Mayor Jim Watson tells Newstalk 580 CFRA that Ottawa Bylaw broke-up two house parties over the weekend, with 20 to 25 people at each party.

“That’s the kind of stupidity that angers me, that’s where the bulk of the transmissions are taking place, if we exclude the tragedy of the long-term care homes; it’s these house parties with unrelated people,” said Watson on Newstalk 580 CFRA’s Ottawa at Work with Leslie Roberts.

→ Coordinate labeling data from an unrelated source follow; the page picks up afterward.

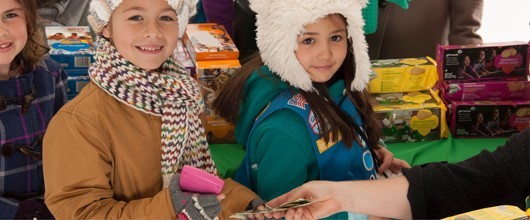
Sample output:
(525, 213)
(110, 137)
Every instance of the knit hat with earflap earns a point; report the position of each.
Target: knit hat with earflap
(280, 22)
(101, 10)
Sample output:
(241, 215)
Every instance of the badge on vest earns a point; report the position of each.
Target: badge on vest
(322, 146)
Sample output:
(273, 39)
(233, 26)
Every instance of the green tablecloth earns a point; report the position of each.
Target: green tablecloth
(229, 156)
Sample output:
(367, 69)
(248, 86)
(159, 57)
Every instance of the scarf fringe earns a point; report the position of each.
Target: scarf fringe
(169, 93)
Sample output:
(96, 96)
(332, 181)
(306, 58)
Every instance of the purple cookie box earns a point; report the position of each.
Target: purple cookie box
(487, 91)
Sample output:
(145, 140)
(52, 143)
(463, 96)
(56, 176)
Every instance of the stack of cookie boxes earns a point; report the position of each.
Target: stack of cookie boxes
(216, 58)
(405, 103)
(72, 47)
(486, 88)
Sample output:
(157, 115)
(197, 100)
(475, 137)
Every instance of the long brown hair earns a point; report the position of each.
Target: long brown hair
(333, 120)
(35, 47)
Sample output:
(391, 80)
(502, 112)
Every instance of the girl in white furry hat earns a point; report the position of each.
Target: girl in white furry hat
(115, 151)
(301, 106)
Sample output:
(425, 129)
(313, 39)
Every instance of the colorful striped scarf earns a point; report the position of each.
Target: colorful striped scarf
(167, 92)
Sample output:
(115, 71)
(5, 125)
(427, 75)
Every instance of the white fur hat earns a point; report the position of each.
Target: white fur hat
(280, 22)
(101, 10)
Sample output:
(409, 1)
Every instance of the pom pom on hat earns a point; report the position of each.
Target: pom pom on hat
(280, 22)
(101, 11)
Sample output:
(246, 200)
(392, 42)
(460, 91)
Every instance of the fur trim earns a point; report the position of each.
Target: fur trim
(279, 22)
(101, 11)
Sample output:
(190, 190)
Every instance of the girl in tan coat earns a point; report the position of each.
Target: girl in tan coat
(115, 151)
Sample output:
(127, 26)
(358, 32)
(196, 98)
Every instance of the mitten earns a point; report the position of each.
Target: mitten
(193, 205)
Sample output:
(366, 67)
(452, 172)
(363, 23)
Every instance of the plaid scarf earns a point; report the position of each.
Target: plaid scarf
(167, 92)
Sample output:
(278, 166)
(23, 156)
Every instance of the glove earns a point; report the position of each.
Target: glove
(193, 205)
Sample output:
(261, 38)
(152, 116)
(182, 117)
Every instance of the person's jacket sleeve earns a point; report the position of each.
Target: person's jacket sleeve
(502, 177)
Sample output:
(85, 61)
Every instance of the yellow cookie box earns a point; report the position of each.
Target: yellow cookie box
(411, 116)
(507, 212)
(403, 75)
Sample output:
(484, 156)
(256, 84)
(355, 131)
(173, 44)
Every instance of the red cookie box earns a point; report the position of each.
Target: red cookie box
(493, 61)
(476, 119)
(486, 91)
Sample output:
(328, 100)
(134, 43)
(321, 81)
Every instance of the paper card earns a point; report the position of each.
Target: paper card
(289, 205)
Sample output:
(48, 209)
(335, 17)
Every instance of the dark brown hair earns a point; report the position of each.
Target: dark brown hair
(228, 103)
(35, 47)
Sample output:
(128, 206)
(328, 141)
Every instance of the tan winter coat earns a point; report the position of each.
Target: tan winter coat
(102, 161)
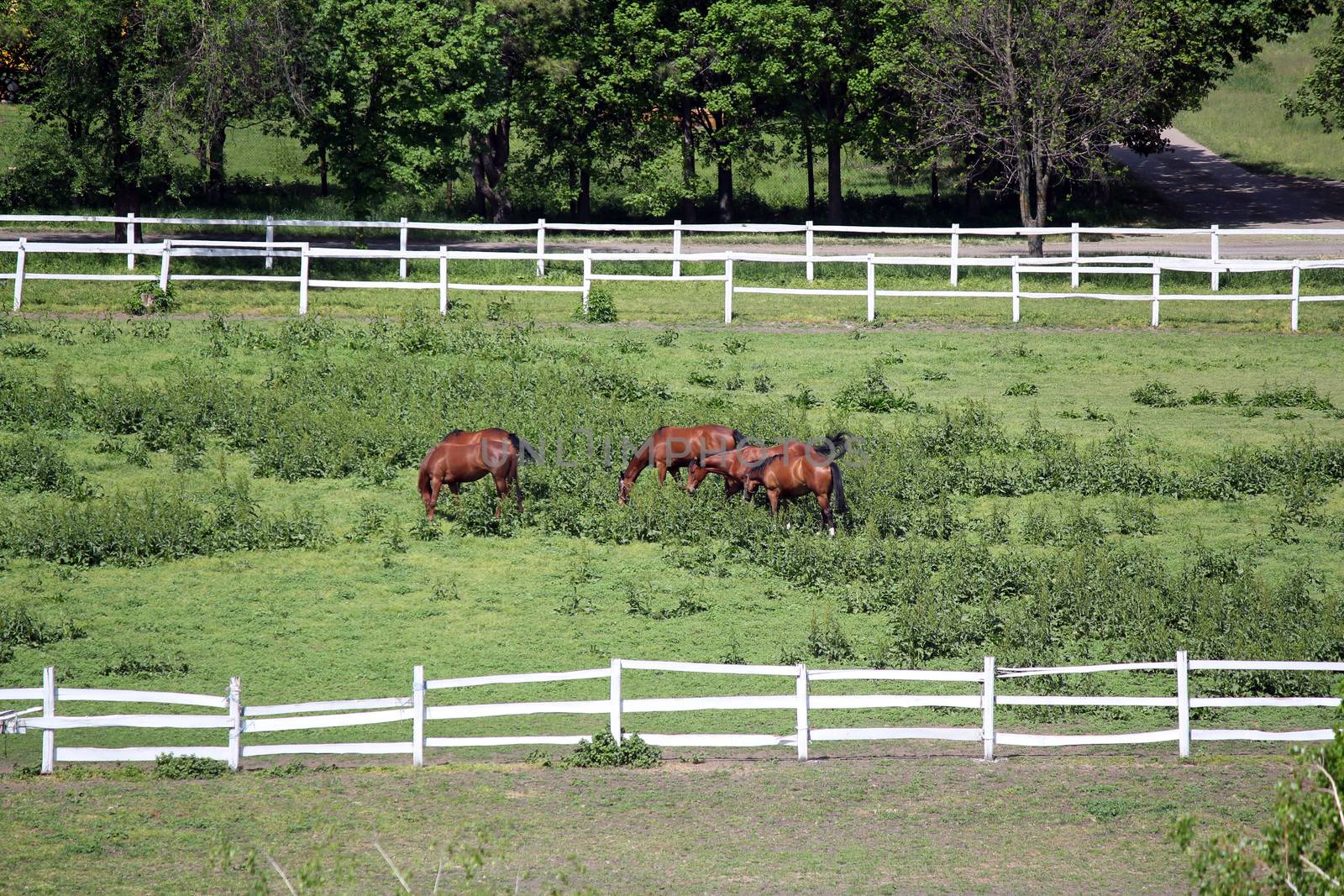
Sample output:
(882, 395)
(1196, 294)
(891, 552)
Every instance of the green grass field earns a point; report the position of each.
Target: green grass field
(1243, 120)
(1016, 500)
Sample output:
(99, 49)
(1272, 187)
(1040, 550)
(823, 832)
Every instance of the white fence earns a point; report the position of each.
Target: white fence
(1074, 265)
(235, 720)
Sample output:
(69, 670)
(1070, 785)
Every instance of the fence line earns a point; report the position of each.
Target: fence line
(1074, 265)
(239, 720)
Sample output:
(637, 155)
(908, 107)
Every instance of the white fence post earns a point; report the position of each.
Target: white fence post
(270, 242)
(588, 277)
(1158, 291)
(808, 253)
(302, 280)
(163, 265)
(1183, 701)
(49, 711)
(873, 289)
(954, 271)
(418, 716)
(22, 258)
(235, 723)
(541, 246)
(1297, 291)
(727, 288)
(676, 248)
(804, 728)
(443, 281)
(987, 710)
(403, 234)
(1073, 237)
(616, 700)
(1213, 255)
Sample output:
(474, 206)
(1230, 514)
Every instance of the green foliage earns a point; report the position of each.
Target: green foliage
(1156, 394)
(170, 768)
(604, 752)
(1296, 851)
(34, 463)
(601, 308)
(874, 396)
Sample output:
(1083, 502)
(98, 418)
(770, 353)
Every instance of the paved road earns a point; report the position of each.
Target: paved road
(1210, 190)
(1202, 186)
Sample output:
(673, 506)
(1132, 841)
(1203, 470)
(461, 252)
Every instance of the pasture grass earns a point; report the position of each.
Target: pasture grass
(1243, 118)
(548, 591)
(859, 825)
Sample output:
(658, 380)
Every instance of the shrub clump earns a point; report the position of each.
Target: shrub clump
(1156, 394)
(187, 768)
(604, 752)
(601, 308)
(35, 464)
(155, 526)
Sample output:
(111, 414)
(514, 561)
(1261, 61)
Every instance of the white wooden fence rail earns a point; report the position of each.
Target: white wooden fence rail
(1074, 265)
(239, 720)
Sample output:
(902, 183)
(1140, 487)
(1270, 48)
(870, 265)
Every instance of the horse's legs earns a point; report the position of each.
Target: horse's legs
(501, 490)
(432, 497)
(828, 520)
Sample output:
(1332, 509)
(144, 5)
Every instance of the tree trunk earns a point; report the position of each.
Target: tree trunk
(488, 163)
(585, 203)
(687, 163)
(812, 172)
(725, 191)
(215, 165)
(835, 199)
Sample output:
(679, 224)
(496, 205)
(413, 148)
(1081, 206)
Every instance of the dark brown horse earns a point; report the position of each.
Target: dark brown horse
(465, 457)
(790, 474)
(738, 465)
(674, 448)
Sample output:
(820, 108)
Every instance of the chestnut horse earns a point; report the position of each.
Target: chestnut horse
(737, 465)
(788, 474)
(465, 457)
(672, 448)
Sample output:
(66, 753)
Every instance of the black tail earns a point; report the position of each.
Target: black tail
(835, 448)
(526, 452)
(839, 488)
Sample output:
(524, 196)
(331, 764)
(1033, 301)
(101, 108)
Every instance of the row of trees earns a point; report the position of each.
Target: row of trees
(550, 96)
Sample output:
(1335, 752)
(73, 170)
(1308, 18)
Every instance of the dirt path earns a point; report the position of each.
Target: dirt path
(1210, 190)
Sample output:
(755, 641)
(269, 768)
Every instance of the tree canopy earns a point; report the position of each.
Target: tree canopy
(534, 101)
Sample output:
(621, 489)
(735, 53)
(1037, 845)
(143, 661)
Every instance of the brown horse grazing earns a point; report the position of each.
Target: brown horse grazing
(738, 465)
(672, 448)
(465, 457)
(788, 476)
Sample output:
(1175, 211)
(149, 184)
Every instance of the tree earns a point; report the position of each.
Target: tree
(1321, 93)
(1038, 87)
(97, 67)
(1299, 851)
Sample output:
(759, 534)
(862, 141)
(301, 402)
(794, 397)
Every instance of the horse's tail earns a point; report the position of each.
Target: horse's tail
(835, 448)
(425, 477)
(526, 452)
(839, 488)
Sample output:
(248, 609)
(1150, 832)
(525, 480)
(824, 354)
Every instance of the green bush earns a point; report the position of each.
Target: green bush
(601, 308)
(187, 768)
(604, 752)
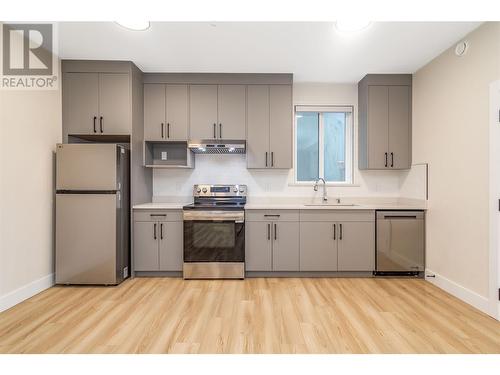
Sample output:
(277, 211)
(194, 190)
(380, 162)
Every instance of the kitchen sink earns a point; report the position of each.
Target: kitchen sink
(331, 205)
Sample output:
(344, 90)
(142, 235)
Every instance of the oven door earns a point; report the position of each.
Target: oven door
(214, 236)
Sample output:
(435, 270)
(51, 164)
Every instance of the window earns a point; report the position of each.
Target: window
(323, 144)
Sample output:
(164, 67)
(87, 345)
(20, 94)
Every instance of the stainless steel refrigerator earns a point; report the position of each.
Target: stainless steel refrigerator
(92, 214)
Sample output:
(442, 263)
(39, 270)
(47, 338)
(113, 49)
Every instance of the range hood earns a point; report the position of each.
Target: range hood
(217, 146)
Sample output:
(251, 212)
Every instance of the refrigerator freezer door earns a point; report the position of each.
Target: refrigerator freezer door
(90, 167)
(87, 239)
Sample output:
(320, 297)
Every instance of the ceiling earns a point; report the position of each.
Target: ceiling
(313, 51)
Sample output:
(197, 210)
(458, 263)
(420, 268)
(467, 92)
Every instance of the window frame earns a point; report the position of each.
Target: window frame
(349, 143)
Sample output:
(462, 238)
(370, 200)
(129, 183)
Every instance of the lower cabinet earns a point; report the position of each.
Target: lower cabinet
(346, 243)
(356, 246)
(318, 246)
(158, 245)
(272, 246)
(171, 246)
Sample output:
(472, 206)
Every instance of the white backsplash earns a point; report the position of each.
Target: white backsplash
(231, 169)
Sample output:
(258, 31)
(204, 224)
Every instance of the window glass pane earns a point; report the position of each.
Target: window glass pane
(334, 124)
(307, 146)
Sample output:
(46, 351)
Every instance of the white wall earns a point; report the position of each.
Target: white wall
(219, 169)
(450, 132)
(30, 126)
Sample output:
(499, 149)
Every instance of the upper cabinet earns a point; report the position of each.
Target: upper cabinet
(96, 98)
(385, 121)
(217, 111)
(269, 126)
(166, 112)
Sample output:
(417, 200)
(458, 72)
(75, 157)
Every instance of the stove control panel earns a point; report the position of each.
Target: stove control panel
(219, 190)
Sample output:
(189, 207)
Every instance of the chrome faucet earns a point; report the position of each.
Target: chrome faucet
(325, 198)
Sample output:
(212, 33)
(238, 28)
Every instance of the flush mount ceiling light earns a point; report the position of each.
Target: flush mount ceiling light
(134, 25)
(351, 26)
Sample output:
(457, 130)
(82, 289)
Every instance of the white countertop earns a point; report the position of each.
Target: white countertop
(301, 204)
(298, 206)
(160, 206)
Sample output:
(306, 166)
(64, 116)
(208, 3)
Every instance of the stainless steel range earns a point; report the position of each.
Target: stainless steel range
(214, 233)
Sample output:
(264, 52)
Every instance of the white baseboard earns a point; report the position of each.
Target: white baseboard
(472, 298)
(29, 290)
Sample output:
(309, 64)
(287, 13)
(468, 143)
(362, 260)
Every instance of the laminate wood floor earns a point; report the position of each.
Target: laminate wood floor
(264, 315)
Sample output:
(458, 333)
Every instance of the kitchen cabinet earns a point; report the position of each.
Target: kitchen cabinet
(269, 126)
(96, 103)
(146, 246)
(203, 112)
(171, 246)
(166, 112)
(80, 102)
(258, 246)
(318, 246)
(356, 246)
(231, 111)
(158, 241)
(272, 242)
(217, 111)
(385, 121)
(337, 241)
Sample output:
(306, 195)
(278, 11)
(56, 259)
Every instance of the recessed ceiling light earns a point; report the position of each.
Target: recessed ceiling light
(351, 26)
(135, 25)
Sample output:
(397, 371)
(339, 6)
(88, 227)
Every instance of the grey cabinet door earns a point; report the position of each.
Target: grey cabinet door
(280, 126)
(378, 126)
(231, 111)
(114, 103)
(399, 127)
(177, 113)
(146, 246)
(171, 245)
(356, 246)
(203, 111)
(80, 102)
(154, 112)
(258, 250)
(318, 248)
(286, 246)
(257, 126)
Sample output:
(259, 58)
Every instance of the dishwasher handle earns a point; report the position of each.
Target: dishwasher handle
(395, 215)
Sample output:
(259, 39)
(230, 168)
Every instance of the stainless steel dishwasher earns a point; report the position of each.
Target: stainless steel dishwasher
(400, 248)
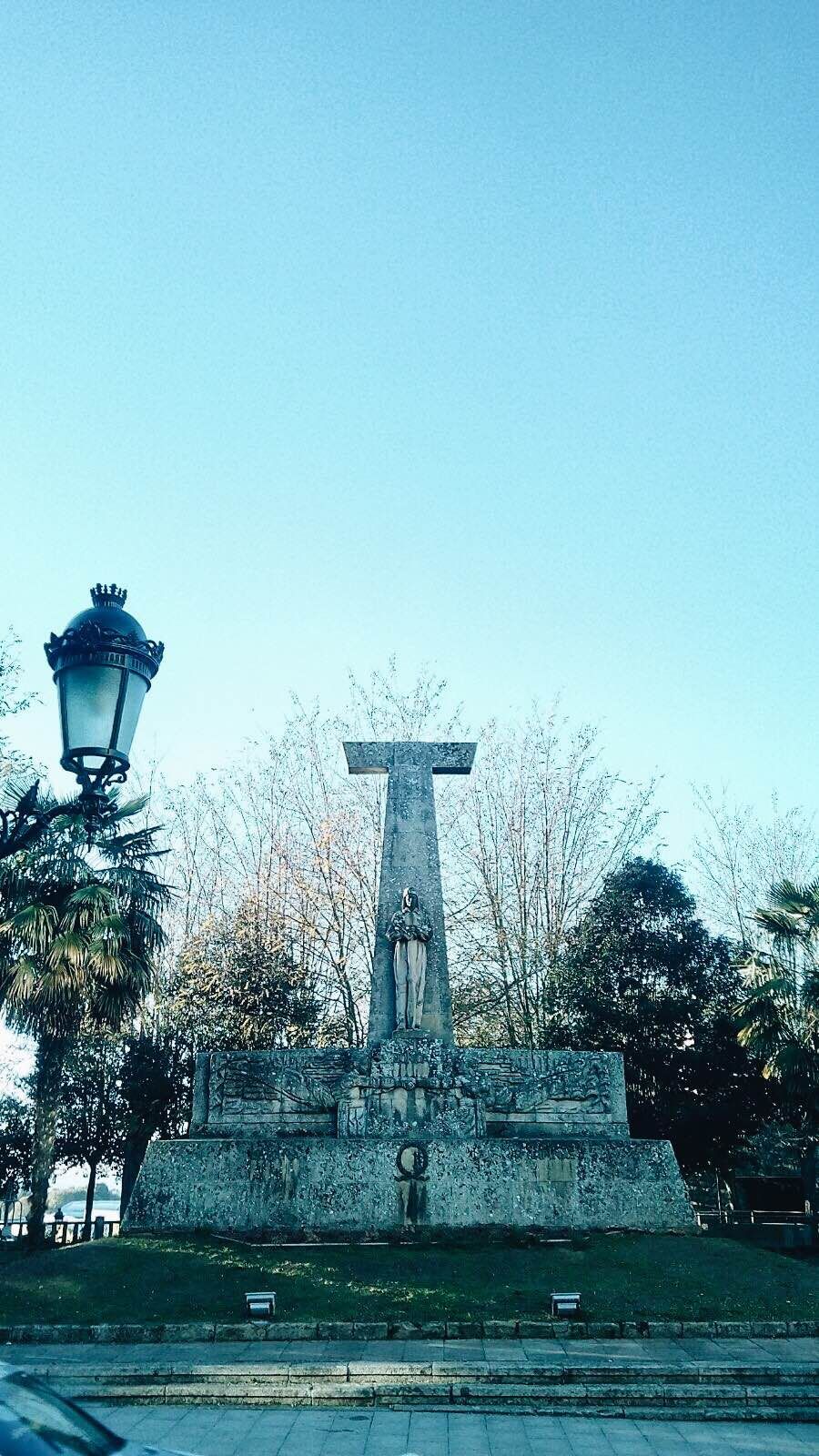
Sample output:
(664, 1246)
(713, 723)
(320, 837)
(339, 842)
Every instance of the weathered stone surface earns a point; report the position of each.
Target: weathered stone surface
(410, 858)
(410, 1085)
(410, 1135)
(278, 1330)
(376, 1184)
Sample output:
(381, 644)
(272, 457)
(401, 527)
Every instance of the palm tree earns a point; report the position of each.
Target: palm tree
(79, 928)
(780, 1011)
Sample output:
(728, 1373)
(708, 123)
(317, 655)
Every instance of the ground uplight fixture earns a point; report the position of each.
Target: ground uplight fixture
(566, 1303)
(259, 1303)
(104, 666)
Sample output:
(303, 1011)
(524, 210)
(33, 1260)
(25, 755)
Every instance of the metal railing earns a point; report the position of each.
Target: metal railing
(66, 1230)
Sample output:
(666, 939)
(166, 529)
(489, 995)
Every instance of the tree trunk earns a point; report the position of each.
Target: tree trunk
(47, 1081)
(136, 1148)
(89, 1201)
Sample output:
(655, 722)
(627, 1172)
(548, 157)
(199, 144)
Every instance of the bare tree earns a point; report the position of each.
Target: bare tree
(544, 823)
(739, 855)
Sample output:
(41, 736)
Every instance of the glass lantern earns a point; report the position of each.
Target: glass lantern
(102, 666)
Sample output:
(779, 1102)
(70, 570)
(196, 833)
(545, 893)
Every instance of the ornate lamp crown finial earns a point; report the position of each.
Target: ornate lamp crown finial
(111, 596)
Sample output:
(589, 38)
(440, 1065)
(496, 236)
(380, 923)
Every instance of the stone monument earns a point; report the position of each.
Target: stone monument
(409, 1135)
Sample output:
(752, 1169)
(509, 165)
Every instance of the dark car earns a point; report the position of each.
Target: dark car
(35, 1421)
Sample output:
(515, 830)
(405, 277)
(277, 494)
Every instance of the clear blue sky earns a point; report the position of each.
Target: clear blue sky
(486, 334)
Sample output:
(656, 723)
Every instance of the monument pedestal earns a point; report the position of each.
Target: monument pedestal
(410, 1135)
(405, 1139)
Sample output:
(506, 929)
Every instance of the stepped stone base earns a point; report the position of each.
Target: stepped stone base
(365, 1187)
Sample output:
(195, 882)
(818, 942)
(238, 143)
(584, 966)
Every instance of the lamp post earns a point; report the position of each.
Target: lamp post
(104, 666)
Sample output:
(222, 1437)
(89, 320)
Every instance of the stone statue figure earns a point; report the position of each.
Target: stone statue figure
(409, 932)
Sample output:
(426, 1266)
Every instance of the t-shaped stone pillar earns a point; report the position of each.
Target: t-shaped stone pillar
(410, 856)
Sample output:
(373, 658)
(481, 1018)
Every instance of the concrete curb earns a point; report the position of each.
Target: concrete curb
(217, 1332)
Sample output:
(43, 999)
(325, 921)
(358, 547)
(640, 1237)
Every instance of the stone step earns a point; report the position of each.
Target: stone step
(228, 1378)
(647, 1392)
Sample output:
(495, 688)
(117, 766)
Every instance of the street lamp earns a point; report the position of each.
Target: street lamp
(104, 666)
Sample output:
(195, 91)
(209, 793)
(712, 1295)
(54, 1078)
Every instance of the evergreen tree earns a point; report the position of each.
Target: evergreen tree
(643, 976)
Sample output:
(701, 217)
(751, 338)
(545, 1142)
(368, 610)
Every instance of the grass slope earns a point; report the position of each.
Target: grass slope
(622, 1278)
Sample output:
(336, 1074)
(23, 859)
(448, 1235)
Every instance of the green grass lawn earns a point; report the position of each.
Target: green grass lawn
(629, 1276)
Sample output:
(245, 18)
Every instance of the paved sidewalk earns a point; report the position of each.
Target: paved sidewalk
(213, 1431)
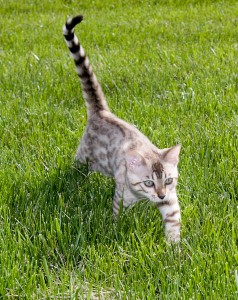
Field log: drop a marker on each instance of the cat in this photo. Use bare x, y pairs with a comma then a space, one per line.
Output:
115, 148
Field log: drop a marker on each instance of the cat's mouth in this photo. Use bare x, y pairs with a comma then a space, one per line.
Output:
158, 199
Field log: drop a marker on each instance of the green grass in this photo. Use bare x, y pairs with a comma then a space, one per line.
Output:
169, 67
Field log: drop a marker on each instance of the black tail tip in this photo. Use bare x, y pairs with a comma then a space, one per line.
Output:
72, 22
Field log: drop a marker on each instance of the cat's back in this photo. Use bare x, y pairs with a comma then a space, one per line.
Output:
106, 140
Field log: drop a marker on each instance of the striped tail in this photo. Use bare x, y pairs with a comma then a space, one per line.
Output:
92, 91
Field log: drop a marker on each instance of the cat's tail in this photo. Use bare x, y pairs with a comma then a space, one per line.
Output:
92, 91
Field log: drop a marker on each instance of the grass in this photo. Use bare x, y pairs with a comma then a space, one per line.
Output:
169, 67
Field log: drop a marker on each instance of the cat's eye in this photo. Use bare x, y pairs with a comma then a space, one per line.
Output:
149, 183
168, 181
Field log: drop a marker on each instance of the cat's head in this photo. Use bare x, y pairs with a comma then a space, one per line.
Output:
153, 178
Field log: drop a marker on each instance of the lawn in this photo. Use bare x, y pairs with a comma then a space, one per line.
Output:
168, 67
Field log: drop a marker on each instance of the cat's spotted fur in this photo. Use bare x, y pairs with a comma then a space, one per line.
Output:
116, 148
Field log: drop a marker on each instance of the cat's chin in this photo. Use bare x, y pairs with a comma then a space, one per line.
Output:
158, 200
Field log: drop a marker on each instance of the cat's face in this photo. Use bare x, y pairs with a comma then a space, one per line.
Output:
153, 179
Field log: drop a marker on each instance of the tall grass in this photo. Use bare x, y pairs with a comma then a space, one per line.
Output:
170, 68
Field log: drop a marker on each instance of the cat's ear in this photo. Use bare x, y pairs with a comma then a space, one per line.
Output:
171, 155
134, 161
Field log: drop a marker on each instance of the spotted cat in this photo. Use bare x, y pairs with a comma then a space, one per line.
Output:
115, 148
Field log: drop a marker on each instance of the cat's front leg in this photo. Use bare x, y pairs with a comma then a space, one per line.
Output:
170, 212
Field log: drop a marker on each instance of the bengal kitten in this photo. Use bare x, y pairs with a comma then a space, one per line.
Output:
115, 148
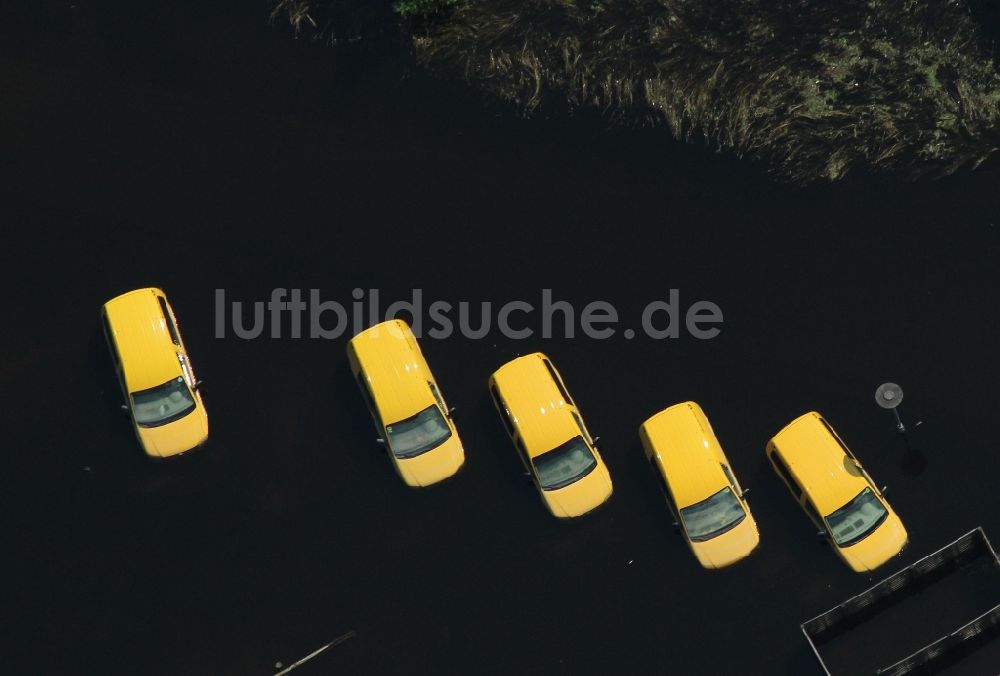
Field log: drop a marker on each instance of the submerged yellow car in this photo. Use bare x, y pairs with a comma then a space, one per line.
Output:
549, 435
700, 487
836, 492
155, 373
411, 418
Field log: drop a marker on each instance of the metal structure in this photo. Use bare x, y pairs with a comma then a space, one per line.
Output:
890, 395
889, 591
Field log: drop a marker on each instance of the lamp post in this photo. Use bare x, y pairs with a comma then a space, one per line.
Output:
890, 395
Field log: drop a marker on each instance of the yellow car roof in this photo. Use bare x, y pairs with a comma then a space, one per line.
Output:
146, 350
688, 452
542, 416
395, 368
819, 463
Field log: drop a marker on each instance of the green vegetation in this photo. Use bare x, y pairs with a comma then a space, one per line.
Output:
413, 8
814, 89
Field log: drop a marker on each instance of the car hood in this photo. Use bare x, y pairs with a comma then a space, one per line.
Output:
435, 465
175, 437
581, 496
878, 547
726, 549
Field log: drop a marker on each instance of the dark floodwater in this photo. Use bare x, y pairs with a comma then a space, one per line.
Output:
186, 145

“The message doesn’t seem to be getting through, particularly to some young people who think they’re invincible.”

In a statement to CTV News Ottawa, Bylaw and Regulatory Services Director Roger Chapman says, “There are still ongoing investigations from this past weekend that could result in charges.”

Chapman says recent investigations led to two charges being issued for social gatherings of more than 10 people in a private residence in contravention of the Reopening Ontario Act.

“In one case, up to 30 individuals were observed attending a house party in Ward 18 on Oct. 24,” said Chapman.

“The second charge was issued following a house party in Ward 16 on Oct. 31, where up to 16 individuals were observed to be in attendance.”

The fine is $880 for hosting an illegal gathering.

Alta Vista is Ward 18, while Ward 16 is River Ward.

Ottawa Bylaw has issued 24 charges for illegal gatherings since the start of the pandemic.